On a geographic basis in 2006:
* The US dominated the Web 2.0 market, with 126 deals and US$682.7 million invested, an 83% increase in deals from 2005 and a 136% increase in capital.
-- On a sub-regional basis, the San Francisco Bay Area was the busiest region in the US for Web 2.0 deals and was home to more than half of all financings last year. The New York metropolitan area, Southern California and New England also saw tremendous growth in deal flow and investment over 2006.
* Europe has also shown significant interest with 20 deals in 2006, up from four deals in 2005. The amount invested in Europe, US$100.5 million, is more than a 200% increase from 2005.
-- Within Europe, France posted the most activity with seven deals and US$39.3 million invested in 2006. -- Five Web 2.0 deals were completed in the United Kingdom last year, raising US$23.4 million in investment capital.
* China posted 21 Web 2.0 deals. This was the same number that occurred in China in 2005-indicating a flattening of that market. Investment declined by 26% to US$61.3 million.
* Israel had two venture-financed Web 2.0 deals in 2006 and US$22 million invested, a jump from one deal and only US$1 million invested the year before.
* The most active investors in Web 2.0 on a worldwide basis are Benchmark Capital, Draper Fisher Jurvetson, Sequoia Capital, and Omidyar Network.
* Note to editors: VentureOne has adopted a strict research methodology for categorizing Web 2.0 companies, reviewing them on a case-by-case basis to determine if they meet specific criteria.
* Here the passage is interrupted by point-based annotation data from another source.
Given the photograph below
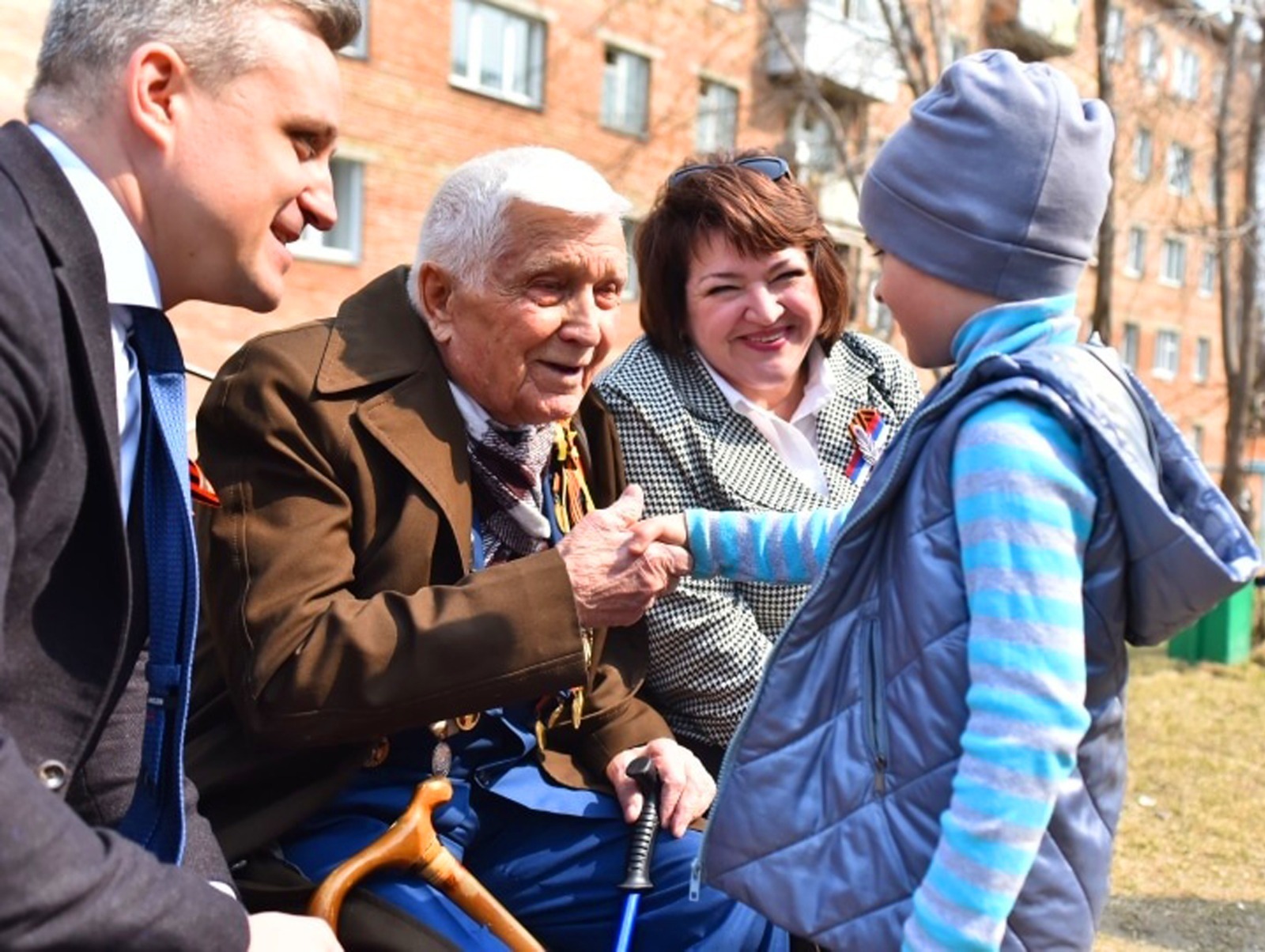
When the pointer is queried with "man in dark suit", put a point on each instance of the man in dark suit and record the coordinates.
(172, 153)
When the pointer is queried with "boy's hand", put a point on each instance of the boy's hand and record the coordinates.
(670, 530)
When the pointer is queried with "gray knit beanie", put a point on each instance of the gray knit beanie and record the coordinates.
(999, 180)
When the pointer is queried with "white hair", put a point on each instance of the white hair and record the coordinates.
(465, 227)
(88, 42)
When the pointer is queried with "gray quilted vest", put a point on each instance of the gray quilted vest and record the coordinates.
(829, 807)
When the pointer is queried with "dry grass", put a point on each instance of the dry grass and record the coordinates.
(1189, 870)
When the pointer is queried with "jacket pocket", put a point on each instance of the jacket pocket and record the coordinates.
(874, 703)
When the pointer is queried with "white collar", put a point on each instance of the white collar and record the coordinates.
(130, 271)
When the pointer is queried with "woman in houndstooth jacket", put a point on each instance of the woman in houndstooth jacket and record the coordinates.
(744, 393)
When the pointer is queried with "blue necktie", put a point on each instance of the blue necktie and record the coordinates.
(156, 818)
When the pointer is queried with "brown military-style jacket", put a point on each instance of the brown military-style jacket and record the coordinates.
(341, 606)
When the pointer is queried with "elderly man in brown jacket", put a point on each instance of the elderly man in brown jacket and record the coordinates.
(414, 570)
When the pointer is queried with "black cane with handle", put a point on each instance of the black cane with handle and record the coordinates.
(636, 874)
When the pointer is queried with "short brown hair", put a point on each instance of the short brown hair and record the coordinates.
(757, 214)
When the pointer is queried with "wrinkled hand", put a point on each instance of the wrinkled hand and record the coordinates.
(668, 530)
(285, 933)
(613, 585)
(687, 789)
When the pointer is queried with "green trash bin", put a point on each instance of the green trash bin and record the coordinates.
(1186, 644)
(1225, 634)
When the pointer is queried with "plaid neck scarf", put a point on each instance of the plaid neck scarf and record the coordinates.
(508, 466)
Companies included in this study have a business model that revolves around a dynamic interface facilitating participation through such methods as user-created content, networking, and collaboration. Applications include podcasting, tagging, blogs, social networking, mashups, and wikis. Technologies used in these applications include: AJAX, RSS, SOA, CSS, XHTML, Atom, and rich Internet applications.
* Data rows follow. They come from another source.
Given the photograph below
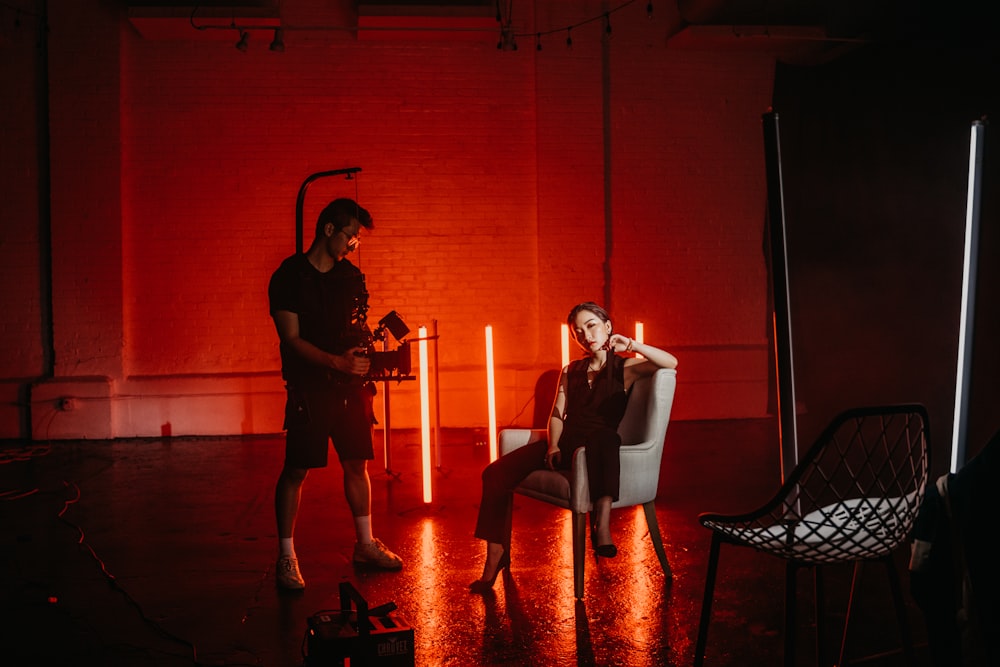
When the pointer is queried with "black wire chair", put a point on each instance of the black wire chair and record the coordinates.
(853, 498)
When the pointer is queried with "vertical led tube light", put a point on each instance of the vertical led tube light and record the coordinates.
(425, 414)
(960, 425)
(491, 395)
(565, 345)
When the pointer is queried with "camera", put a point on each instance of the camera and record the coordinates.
(386, 364)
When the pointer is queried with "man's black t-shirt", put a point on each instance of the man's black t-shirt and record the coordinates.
(325, 303)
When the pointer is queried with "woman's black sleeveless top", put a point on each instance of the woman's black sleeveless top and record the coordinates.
(594, 407)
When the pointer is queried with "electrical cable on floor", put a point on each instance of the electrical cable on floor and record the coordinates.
(10, 495)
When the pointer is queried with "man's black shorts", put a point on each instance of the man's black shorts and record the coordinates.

The investment figures included in this release are based on aggregate findings of VentureOne's proprietary research. This data was collected by surveying professional venture capital firms, through in-depth interviews with company CEOs and CFOs, and from secondary sources. These venture capital statistics are for equity investments into early-stage, innovative companies and do not include companies receiving funding solely from corporate, individual, and/or government investors. No statement herein is to be construed as a recommendation to buy or sell securities or to provide investment advice.
Dow Jones VentureOne (www.ventureone.com and www.venturecapital.dowjones.com), a unit of Dow Jones Financial Information Services, has been the leading provider of finance and investment data to the venture capital industry for almost 20 years. Dow Jones VentureSource, a sophisticated electronic database on the venture capital industry, is published by VentureOne.